John Wheatcroft – Strategies for Playing Over Changes

There is a fundamental difference between connecting pre-learned licks over chord changes and actually improvising — and it shows. This masterclass with guitarist John Wheatcroft is about making that shift: moving away from a finite library of phrases towards a set of underlying concepts that generate endless musical material in the moment.

What you’ll get out of this lesson

Ten clear strategies for thinking about and playing over chord changes, drawn from John’s career spanning gypsy jazz, straight-ahead, fusion, and more — along with the PDF download of his full strategy document to refer back to as you practise.

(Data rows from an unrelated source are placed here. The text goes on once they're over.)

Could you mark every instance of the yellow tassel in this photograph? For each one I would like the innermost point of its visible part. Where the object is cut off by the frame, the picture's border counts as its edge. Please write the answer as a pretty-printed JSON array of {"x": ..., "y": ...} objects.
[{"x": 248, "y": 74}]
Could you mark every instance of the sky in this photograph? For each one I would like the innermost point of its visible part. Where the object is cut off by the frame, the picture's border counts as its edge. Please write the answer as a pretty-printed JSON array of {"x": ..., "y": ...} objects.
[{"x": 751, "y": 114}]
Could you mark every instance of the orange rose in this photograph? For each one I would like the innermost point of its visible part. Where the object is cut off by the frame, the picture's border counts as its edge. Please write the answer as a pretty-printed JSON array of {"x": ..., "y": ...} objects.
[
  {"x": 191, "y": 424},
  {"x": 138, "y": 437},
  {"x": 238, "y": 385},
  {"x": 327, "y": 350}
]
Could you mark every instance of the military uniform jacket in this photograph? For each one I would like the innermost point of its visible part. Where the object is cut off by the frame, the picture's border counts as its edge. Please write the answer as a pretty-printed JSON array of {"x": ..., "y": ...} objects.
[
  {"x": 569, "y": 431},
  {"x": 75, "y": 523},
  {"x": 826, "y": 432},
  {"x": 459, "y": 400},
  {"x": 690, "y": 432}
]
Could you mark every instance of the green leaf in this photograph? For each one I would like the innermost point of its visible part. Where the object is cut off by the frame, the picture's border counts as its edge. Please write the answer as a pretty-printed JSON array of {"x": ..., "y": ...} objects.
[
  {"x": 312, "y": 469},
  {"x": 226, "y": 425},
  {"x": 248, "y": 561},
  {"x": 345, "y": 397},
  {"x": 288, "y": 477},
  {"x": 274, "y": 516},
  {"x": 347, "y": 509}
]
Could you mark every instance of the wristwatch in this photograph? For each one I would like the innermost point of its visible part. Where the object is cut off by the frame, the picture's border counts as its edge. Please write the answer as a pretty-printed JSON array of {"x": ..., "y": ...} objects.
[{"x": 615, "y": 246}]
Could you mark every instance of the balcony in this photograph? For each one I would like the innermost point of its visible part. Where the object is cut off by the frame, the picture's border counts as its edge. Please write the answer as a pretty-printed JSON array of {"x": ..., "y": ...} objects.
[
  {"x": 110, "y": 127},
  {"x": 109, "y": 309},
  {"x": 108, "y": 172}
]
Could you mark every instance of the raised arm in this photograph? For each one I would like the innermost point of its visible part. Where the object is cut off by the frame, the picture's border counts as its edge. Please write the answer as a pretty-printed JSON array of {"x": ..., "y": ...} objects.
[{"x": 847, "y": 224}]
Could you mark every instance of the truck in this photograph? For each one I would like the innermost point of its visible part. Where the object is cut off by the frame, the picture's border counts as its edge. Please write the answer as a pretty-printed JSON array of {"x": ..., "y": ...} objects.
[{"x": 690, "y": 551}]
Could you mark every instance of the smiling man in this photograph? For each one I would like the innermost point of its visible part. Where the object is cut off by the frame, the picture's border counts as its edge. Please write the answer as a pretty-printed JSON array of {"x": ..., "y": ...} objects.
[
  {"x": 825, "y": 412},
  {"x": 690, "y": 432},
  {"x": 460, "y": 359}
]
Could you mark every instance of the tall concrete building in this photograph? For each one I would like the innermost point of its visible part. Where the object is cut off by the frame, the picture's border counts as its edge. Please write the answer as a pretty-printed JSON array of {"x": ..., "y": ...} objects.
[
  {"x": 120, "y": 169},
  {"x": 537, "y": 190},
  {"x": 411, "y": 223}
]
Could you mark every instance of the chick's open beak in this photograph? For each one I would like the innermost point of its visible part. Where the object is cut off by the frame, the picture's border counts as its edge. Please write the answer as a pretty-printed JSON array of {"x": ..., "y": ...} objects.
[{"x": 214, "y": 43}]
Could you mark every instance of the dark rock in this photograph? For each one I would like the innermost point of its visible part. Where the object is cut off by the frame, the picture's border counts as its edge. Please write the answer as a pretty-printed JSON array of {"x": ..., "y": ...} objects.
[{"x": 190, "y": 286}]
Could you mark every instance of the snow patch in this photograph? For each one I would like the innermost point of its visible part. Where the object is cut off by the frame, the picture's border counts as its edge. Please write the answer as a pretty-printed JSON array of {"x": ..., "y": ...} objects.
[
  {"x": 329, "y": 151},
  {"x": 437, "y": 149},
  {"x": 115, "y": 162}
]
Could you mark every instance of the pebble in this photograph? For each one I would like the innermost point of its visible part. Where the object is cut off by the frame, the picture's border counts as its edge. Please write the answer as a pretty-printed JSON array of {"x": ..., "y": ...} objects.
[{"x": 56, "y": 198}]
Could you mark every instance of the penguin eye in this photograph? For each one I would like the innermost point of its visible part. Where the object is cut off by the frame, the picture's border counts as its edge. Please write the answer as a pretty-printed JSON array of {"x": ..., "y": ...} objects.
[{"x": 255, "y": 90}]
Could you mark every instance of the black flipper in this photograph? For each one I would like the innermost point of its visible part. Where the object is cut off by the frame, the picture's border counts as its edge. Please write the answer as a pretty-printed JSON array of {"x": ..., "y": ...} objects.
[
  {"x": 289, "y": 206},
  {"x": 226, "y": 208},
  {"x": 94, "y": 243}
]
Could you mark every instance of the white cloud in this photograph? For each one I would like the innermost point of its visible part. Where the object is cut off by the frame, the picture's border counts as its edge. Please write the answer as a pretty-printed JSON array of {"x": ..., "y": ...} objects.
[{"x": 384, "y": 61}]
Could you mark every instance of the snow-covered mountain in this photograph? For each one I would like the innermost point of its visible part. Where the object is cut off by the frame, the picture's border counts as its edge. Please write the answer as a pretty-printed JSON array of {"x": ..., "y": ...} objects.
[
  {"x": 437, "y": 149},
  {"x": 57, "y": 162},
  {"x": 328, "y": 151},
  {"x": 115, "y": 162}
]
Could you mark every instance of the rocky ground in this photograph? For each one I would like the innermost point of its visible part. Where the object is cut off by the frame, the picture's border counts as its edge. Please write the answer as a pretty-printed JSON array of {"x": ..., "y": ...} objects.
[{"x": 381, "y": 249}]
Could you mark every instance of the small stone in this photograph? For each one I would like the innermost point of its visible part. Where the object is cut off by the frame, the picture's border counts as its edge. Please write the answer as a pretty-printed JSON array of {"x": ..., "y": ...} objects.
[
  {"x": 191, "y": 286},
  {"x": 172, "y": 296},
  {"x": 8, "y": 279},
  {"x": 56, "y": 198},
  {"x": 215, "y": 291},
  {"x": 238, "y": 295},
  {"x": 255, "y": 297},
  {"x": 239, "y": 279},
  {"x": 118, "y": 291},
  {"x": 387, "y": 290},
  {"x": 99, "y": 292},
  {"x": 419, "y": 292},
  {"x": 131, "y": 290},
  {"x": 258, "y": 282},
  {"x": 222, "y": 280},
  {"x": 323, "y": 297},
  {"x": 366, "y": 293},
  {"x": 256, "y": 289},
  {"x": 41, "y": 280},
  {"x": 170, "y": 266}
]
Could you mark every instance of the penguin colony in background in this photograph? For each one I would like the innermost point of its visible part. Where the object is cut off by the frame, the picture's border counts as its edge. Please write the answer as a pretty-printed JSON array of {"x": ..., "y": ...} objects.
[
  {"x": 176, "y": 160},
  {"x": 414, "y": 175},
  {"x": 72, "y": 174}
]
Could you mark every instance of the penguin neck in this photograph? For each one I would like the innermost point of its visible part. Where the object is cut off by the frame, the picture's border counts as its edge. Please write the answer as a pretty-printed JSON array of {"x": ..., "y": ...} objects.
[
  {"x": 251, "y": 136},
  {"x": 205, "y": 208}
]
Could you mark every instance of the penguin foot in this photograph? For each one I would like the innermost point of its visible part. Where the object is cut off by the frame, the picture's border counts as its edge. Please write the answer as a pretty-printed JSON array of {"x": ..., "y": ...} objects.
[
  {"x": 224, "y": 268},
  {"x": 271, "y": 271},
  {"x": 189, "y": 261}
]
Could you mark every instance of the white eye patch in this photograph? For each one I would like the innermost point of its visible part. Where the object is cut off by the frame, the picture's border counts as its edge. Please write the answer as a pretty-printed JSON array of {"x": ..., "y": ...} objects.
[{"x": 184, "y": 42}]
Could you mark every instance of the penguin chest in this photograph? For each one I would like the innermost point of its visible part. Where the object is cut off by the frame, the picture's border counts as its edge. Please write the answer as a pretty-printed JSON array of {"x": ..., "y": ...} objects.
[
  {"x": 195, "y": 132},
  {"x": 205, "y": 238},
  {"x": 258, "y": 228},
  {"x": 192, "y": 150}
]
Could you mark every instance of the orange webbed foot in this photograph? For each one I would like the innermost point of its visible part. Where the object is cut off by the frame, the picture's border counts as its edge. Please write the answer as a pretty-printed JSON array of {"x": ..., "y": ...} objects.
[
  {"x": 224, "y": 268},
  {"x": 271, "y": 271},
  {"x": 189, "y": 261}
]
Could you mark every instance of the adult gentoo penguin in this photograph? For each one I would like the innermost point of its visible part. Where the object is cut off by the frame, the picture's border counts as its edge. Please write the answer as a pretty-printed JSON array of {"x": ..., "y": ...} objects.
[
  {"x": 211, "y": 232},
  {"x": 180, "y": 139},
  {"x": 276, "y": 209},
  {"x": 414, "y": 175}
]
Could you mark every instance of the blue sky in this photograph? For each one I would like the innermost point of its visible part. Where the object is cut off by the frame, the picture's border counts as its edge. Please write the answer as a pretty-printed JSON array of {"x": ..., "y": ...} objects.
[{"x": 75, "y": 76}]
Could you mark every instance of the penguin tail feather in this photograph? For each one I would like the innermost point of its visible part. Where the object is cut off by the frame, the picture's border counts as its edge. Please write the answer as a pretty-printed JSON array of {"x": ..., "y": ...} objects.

Here’s the download for John’s 10 strategies for playing over changes:

https://www.dropbox.com/s/40im8ml2pdvk19u/Masterclass%20April%202022.pdf?dl=0

Concepts over licks

John’s central argument is that improvising from a library of pre-learned licks has a ceiling: you have a finite number of them, they can become repetitive, and they may not fit the musical moment you are actually in. The alternative is to work from concepts — underlying reasons for why you would play certain notes — so that any given idea can be expressed in an infinite number of ways. Licks are still useful, John notes — like learning phrases in a new language to get started — but they have shortcomings the moment the musical conversation takes an unexpected turn.

It’s less about the what you play and more about why. For every musical idea that you might hear a particular player play in the moment, there’s very often some overarching concept at work as to why they chose those notes. And those notes are just one of maybe an infinite number of possibilities.

Travelling light

The phrase John uses for this conceptual approach is “travelling light.” Rather than carrying a heavy bag of pre-packaged licks, you carry a small set of flexible ideas that can generate material on the fly. This is, John argues, what is actually happening with the best improvisers at the highest level — not a conscious lick-to-lick calculation, but a set of deeply internalised concepts running as a kind of musical subconscious. The goal of study and practise is to get those concepts so thoroughly under your fingers that in performance you can let go of the thinking and just play.

The distinction between study and performance

The analytical, detail-heavy work belongs in the practice room, not on the bandstand. When studying, you dig into the grammar — you figure out exactly why a particular note works over a particular chord. When performing, you let that analysis fade into the background and trust what you have internalised. The parallel to language is exact: when we speak, we are not consciously parsing grammar. We just speak. The goal of musical practise is to get to the same place with harmony and melody.

Style, range, and adaptability

John brings a broad range of experience to this masterclass — from gypsy jazz and straight-ahead to electric fusion, acoustic jazz, and Latin. His point is that the 10 strategies work across all of these styles because they are about musical thinking, not genre-specific vocabulary. A concept that works over a I–VI–ii–V in a Gershwin standard is the same concept that can work over a jazz-blues or a fusion vamp. The notes will be different; the underlying logic is the same.

Taking it further

Download the PDF and work through each of John’s 10 strategies one at a time. Pick one per week and spend your practice sessions exploring only that concept over a backing track, in as many different ways as you can. Resist the temptation to switch to another strategy or fall back on familiar licks. The point is to get each concept deep enough that it becomes available automatically in context.

Your homework

Take the first strategy from John’s PDF and apply it over a simple ii–V–I in C major. Set a timer for ten minutes and improvise using only that concept — no other ideas allowed. Record yourself. The constraint is deliberate: it forces you to explore the concept more deeply than you would if you could reach for your usual vocabulary the moment things get uncomfortable.